As far an actual camp is concerned....I dunno....But my dad did guard Japanese Foreign nationals on their work details and what not....so they were interred somewhere on hawaii for sure.
I only assumed there were actual internment camps, because my dad said so.
I distinctly remember my dad telling me that, part of the interned jap's work detail, was cleaning the beaches, and he spoke of how they would grab the cigarette butts out of the sand and smoke them.

Yup, there were jap americans interned in Hawaii.
Choose one:
1) Be a Japanese-American in a internment camp during WW2.
2) Be a US soldier on the Bataan death march (or anywhere as a South Pacific POW).

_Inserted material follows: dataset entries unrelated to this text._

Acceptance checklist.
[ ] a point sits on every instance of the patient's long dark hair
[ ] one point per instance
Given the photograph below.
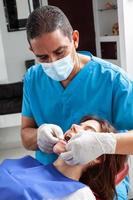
(101, 177)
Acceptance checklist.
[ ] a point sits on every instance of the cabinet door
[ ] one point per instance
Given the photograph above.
(80, 15)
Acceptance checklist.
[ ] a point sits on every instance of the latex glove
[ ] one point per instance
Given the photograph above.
(47, 136)
(87, 146)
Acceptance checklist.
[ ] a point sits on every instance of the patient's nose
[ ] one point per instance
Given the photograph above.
(76, 128)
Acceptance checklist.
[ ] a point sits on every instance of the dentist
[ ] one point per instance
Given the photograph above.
(66, 85)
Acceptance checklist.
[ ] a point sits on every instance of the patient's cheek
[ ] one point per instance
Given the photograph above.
(59, 147)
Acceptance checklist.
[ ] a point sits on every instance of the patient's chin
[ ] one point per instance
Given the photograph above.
(59, 147)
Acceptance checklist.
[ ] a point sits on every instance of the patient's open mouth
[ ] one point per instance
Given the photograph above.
(67, 137)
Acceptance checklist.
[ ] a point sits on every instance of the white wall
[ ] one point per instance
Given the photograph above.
(125, 9)
(3, 71)
(15, 50)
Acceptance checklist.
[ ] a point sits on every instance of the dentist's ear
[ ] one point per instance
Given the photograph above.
(75, 37)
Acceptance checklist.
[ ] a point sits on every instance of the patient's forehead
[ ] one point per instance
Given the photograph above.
(92, 123)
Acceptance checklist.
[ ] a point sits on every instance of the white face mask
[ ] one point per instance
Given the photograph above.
(59, 70)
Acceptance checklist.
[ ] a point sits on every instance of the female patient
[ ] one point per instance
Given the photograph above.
(27, 179)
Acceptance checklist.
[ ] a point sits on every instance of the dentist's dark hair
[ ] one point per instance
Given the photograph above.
(46, 20)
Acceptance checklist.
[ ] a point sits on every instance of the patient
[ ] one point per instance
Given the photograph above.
(28, 179)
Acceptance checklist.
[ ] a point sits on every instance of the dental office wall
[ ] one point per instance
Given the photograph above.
(13, 50)
(13, 53)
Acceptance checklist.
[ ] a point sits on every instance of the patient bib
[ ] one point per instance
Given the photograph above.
(27, 179)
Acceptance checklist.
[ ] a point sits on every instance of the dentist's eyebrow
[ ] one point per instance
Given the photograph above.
(54, 51)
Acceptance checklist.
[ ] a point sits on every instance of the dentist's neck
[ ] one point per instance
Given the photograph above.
(73, 172)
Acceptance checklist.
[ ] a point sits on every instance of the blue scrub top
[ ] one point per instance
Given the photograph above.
(100, 88)
(27, 179)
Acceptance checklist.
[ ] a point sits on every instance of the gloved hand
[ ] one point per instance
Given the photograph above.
(87, 146)
(47, 136)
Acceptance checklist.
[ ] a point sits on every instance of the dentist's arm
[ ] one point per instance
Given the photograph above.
(124, 143)
(85, 147)
(29, 133)
(44, 137)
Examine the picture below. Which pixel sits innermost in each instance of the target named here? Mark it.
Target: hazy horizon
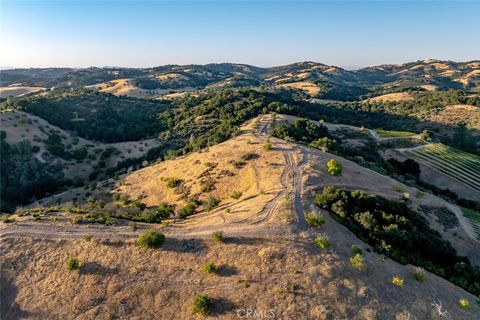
(350, 67)
(265, 33)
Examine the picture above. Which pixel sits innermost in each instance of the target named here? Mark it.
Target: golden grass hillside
(309, 87)
(17, 91)
(459, 114)
(392, 97)
(125, 87)
(292, 278)
(239, 172)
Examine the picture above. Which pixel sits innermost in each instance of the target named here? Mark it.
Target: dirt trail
(249, 227)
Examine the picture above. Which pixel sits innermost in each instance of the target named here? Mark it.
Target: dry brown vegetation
(119, 280)
(264, 263)
(307, 86)
(17, 91)
(392, 97)
(20, 125)
(467, 114)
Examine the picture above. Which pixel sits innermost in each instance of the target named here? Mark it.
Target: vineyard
(460, 165)
(474, 218)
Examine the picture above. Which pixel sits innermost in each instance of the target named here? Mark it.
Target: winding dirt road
(291, 180)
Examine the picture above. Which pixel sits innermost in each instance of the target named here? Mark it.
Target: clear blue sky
(263, 33)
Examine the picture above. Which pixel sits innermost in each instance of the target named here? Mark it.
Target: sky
(262, 33)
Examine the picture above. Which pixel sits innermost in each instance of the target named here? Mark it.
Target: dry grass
(20, 126)
(469, 77)
(15, 91)
(392, 97)
(307, 86)
(459, 114)
(125, 87)
(429, 87)
(219, 171)
(119, 280)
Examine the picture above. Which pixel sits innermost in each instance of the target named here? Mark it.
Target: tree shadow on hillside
(196, 246)
(9, 309)
(221, 306)
(95, 268)
(227, 271)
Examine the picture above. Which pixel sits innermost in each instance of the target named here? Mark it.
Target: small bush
(464, 304)
(236, 195)
(419, 275)
(356, 261)
(76, 220)
(314, 220)
(173, 183)
(211, 203)
(218, 237)
(208, 186)
(356, 250)
(151, 239)
(72, 264)
(201, 304)
(334, 167)
(189, 209)
(397, 281)
(210, 268)
(140, 205)
(322, 241)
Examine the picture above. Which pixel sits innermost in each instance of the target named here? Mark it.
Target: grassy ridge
(393, 134)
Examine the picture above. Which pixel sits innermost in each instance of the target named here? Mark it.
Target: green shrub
(173, 183)
(78, 182)
(397, 281)
(356, 250)
(151, 239)
(419, 275)
(140, 205)
(394, 229)
(201, 304)
(72, 264)
(211, 203)
(218, 237)
(189, 209)
(464, 304)
(314, 220)
(236, 195)
(356, 261)
(209, 268)
(334, 167)
(322, 241)
(208, 186)
(248, 156)
(76, 220)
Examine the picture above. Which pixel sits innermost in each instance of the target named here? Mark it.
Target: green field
(474, 218)
(458, 164)
(393, 134)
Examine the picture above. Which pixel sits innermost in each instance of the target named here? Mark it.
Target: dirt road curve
(291, 180)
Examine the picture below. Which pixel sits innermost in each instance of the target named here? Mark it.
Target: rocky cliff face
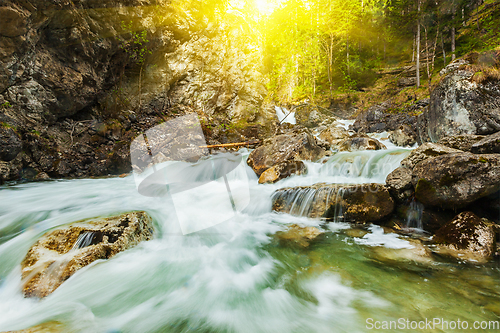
(80, 79)
(466, 101)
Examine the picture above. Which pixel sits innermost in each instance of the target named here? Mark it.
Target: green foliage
(136, 45)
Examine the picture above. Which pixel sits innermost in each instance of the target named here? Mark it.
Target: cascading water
(231, 277)
(414, 215)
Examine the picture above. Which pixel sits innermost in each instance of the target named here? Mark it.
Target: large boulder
(399, 184)
(426, 151)
(468, 235)
(461, 142)
(59, 254)
(357, 143)
(334, 135)
(487, 145)
(359, 203)
(378, 118)
(461, 105)
(296, 145)
(281, 171)
(455, 180)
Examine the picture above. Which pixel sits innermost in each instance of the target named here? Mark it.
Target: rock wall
(80, 79)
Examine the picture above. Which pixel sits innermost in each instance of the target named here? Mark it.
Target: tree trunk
(418, 44)
(453, 32)
(413, 53)
(140, 88)
(444, 51)
(348, 66)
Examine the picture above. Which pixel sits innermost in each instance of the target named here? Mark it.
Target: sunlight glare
(266, 7)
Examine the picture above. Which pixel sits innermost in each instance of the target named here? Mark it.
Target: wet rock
(407, 81)
(468, 236)
(487, 145)
(10, 143)
(58, 254)
(417, 253)
(404, 136)
(350, 202)
(399, 184)
(425, 151)
(455, 180)
(13, 23)
(334, 135)
(361, 143)
(461, 142)
(281, 171)
(296, 145)
(378, 118)
(460, 105)
(297, 236)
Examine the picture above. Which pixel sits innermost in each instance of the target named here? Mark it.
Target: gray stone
(10, 143)
(425, 151)
(453, 181)
(399, 184)
(487, 145)
(357, 143)
(404, 136)
(459, 105)
(60, 253)
(359, 203)
(468, 237)
(461, 142)
(297, 145)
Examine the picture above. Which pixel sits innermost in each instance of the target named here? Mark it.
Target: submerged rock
(10, 143)
(461, 142)
(468, 236)
(281, 171)
(60, 253)
(297, 236)
(350, 202)
(455, 180)
(357, 143)
(404, 136)
(296, 145)
(487, 145)
(425, 151)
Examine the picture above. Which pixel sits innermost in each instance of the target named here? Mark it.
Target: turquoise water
(234, 276)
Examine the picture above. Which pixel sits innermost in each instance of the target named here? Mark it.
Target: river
(233, 277)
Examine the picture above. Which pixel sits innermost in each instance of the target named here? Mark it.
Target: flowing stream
(234, 277)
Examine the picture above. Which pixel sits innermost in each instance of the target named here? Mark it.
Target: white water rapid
(231, 277)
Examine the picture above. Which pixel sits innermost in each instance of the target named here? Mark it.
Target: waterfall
(84, 240)
(325, 201)
(363, 166)
(414, 215)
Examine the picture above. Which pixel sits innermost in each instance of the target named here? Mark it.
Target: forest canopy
(316, 48)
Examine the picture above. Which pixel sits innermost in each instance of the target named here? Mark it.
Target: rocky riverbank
(450, 186)
(75, 89)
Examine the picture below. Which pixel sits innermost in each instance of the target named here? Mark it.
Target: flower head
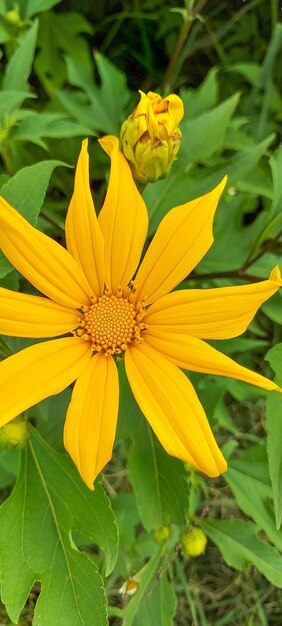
(193, 542)
(95, 292)
(150, 137)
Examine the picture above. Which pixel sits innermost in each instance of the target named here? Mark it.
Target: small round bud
(162, 534)
(193, 542)
(150, 137)
(14, 434)
(129, 587)
(13, 17)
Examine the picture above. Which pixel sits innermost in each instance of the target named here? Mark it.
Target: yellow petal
(181, 240)
(46, 264)
(196, 355)
(219, 313)
(23, 315)
(91, 418)
(39, 371)
(123, 219)
(170, 404)
(83, 235)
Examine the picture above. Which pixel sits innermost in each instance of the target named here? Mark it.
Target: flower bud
(193, 542)
(13, 17)
(150, 137)
(14, 434)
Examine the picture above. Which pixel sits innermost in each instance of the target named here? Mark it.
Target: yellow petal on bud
(193, 542)
(14, 434)
(150, 137)
(129, 587)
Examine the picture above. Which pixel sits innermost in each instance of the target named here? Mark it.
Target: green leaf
(38, 125)
(162, 498)
(275, 162)
(274, 433)
(158, 607)
(63, 30)
(36, 525)
(180, 186)
(108, 102)
(9, 464)
(19, 67)
(249, 480)
(12, 99)
(197, 101)
(204, 135)
(240, 547)
(26, 192)
(32, 7)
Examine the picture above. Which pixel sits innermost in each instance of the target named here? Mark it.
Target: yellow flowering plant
(150, 137)
(106, 303)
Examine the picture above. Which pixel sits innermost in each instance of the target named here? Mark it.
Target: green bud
(150, 137)
(14, 434)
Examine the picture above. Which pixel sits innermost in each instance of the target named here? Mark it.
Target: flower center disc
(111, 323)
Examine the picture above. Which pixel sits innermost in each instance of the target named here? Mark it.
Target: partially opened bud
(150, 137)
(193, 542)
(14, 434)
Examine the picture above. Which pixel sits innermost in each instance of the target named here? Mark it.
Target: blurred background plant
(72, 69)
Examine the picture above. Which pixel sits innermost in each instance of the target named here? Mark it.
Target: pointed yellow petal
(91, 418)
(83, 235)
(170, 404)
(219, 313)
(23, 315)
(196, 355)
(123, 219)
(182, 239)
(39, 371)
(46, 264)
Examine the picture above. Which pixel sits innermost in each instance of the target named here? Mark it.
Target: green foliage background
(70, 70)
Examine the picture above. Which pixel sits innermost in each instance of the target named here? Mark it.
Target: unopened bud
(13, 17)
(150, 137)
(193, 542)
(14, 434)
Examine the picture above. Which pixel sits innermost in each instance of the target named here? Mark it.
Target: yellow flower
(193, 542)
(158, 331)
(150, 137)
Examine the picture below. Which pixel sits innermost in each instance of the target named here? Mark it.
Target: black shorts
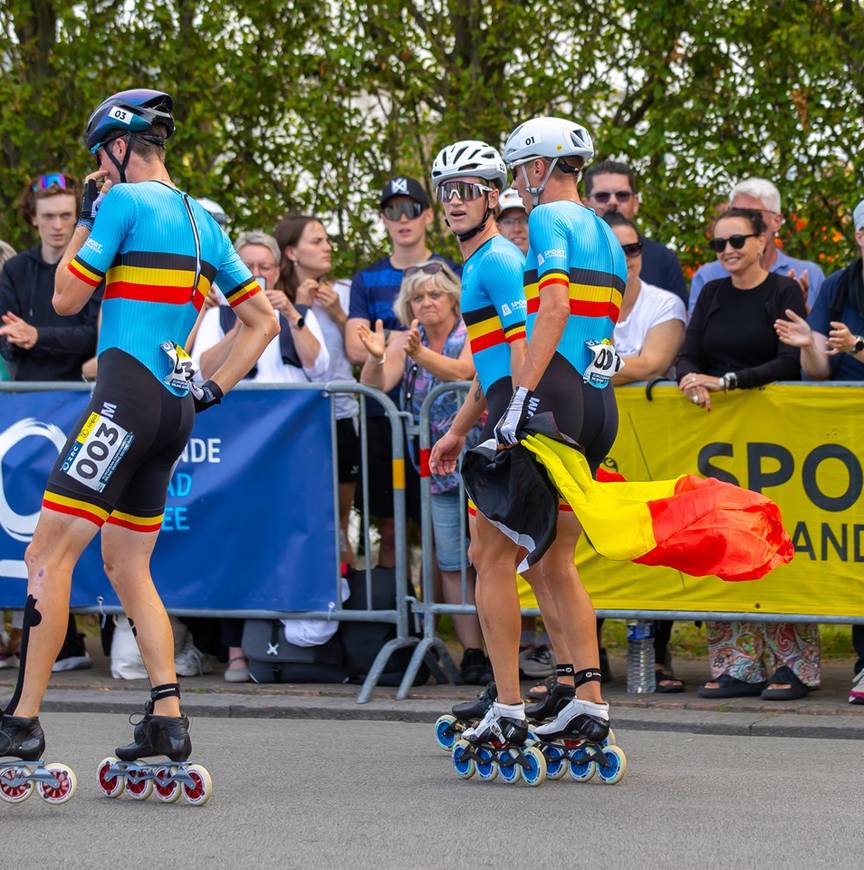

In comparison, #1 is an unfortunate inconvenience. #2 is a despicable example of complete absence of humanity.
I think you are wrong here Roger. Internment of a U.S. Citizen without a trial because of his ethnicity?
More country of origin than ehtnicity, I think. Regrettable but necessary.
Country of Origin? How come no internment of German or Italian Americans then???

Is it your contention that U.S. Citizens are entitled to disparte treatment because of where they or their parents were born?
Funny that you mention it. There indeed was internment of Germans during WWII on the East Coast but it was a much smaller deal. I don't know about Italians. I'll post on it. Thanks for the comments. You too, Chemgeek. Well stated.